Le monde de l’art et de la culture fait son adieu à José Palomo Fuentes, l’un des grands noms de l’humour graphique en espagnol. La nouvelle de sa mort, confirmée par sa famille, a provoqué une vague de réactions de la part de ses collègues et lecteurs qui, au cours des décennies, ont rencontré dans son travail un mélange unique de critique, de sensibilité et de réflexion. Très connu simplement comme « Palomo », l’artiste fut remarqué par son talent et par la profondeur de sa pensée. Son œuvre ne fut jamais superficielle : derrière chaque vignette, chaque ligne se cache une idée majeure, une lecture du monde qui allé au delà d’un simple rire. José Palomo Fuentes est né le 22 novembre 1943, au Chili. Il a du quitter son pays natal après le coup de l’État de 1973, développant une grande partie de sa carrière au Mexique, pays qui l’a accueilli après l’exil imposé par la dictature d’Augusto Pinochet.

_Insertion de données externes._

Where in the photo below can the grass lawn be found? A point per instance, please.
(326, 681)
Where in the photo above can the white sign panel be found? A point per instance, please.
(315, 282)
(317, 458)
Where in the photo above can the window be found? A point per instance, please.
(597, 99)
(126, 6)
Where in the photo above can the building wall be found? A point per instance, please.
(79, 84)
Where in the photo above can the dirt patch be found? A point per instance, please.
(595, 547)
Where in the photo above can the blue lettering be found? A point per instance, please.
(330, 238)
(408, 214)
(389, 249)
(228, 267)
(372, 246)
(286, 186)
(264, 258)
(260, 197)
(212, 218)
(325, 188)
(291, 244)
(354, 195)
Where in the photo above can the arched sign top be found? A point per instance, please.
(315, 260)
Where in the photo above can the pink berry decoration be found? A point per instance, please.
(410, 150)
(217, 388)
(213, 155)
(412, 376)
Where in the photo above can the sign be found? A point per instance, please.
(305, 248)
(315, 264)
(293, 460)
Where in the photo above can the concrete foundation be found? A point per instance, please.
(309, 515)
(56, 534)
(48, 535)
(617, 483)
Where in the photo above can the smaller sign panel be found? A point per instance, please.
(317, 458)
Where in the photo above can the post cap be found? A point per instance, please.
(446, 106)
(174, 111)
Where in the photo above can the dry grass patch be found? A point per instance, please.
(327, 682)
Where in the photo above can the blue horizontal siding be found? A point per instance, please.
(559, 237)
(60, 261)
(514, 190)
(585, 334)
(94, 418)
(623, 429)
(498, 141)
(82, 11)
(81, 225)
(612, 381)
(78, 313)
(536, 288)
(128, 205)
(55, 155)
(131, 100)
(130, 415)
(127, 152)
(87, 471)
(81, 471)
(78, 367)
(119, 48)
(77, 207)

Dans la nation aztèque, il a reconstruit sa vie et sa carrière, trouvant un espace de création et un engagement qui représente son héritage. C’est ici où il vécu, de manière définitive, en formant une famille, avec son épouse, Zandra, et ses enfants Elías et Matías. La trajectoire de Palomo a été profondément attaché dans une œuvre vaste et critique, publiée dans des médias comme Excelsior et El Clarín. Pourtant, son rôle fut aussi fondamental dans le journalisme indépendant mexicain, en tant que membre fondateur de l’équipe du journal Uno mas Uno, et plus tard, il s’est consolidé comme l’un des fondateurs de La Jornada, journal qui a contribué à cimenter un journalisme critique, aigu et engagé avec les causes sociales.
Palomo possédait un trait ferme et reconnaissable qui combinait l’acuité politique et une une profonde sensibilité humaine. Palomo a rappelé les injustices, les tensions du pouvoir et la mémoire des gens. Entre ses œuvres les plus marquantes se trouvent El Cuarto Reich, Literatos y Matías y El pastel de fresas. Son travail lui a valu de multiples reconnaissances, entre autres un doctorat honoris causa en Humour de l’Université d’Alcalá de Henares, Espagne, ainsi que divers prix nationaux et internationaux.

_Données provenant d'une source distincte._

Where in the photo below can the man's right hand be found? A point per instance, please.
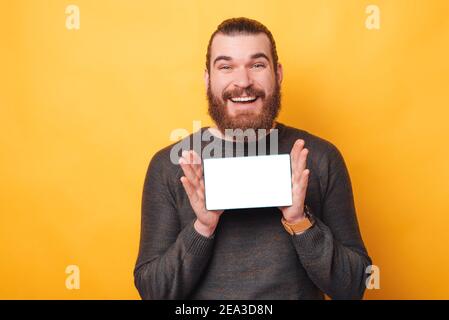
(193, 182)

Son héritage constitue un référent indispensable de l’humour politique contemporain en Amérique latine. Il a été toujours fidèle a ses croyances même dans des les moments les plus obscurs, comme dans la dictature au Chili. il était capable de dérision. « Il a toujours eu une position critique et cependant emplie d’espoir », a affirmé son fils Elías. Son fils, a aussi fait valoir l’importance que le caricaturiste eu auprès de plusieurs générations tant dans les livres infantiles que dans les médias où il a collaboré. « Il a eu toujours quelqu’un touché ou que s’est senti identifié avec ce qu’il faisait ou disait à travers de son oeuvre ».

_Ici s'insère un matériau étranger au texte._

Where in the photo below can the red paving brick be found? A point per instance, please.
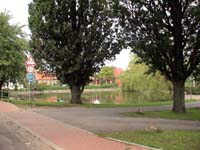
(7, 107)
(63, 135)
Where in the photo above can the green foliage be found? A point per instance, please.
(106, 73)
(101, 86)
(191, 114)
(12, 59)
(135, 79)
(73, 38)
(164, 34)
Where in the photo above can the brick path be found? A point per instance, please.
(62, 135)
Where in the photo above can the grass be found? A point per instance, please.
(88, 105)
(165, 140)
(191, 114)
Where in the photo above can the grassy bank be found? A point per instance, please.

Si quelque chose définit Palomo, c’est sa façon d’entendre l’humour. Dans l’une de ses réflexions le plus inoubliables lors d’une interview d’Excélsior en 2017, il a affirmé que le plus proche de l’humour est la poésie. Il n’est pas question d’une simple phrase, mais d’une déclaration qui résume toute sa vision artistique. Pour lui, l’humour n’était pas seulement une satire ou une moquerie, mais une forme de réinterprétation de la réalité avec sensibilité. Inspiré par la lecture constante, en particulier par la poésie, il a développé une capacité unique à transformer des idées abstraites en images concrètes. Cet exercice de « dessin de métaphores » est clé dans son style, transformant son travail en une expérience tant visuelle qu’intellectuelle.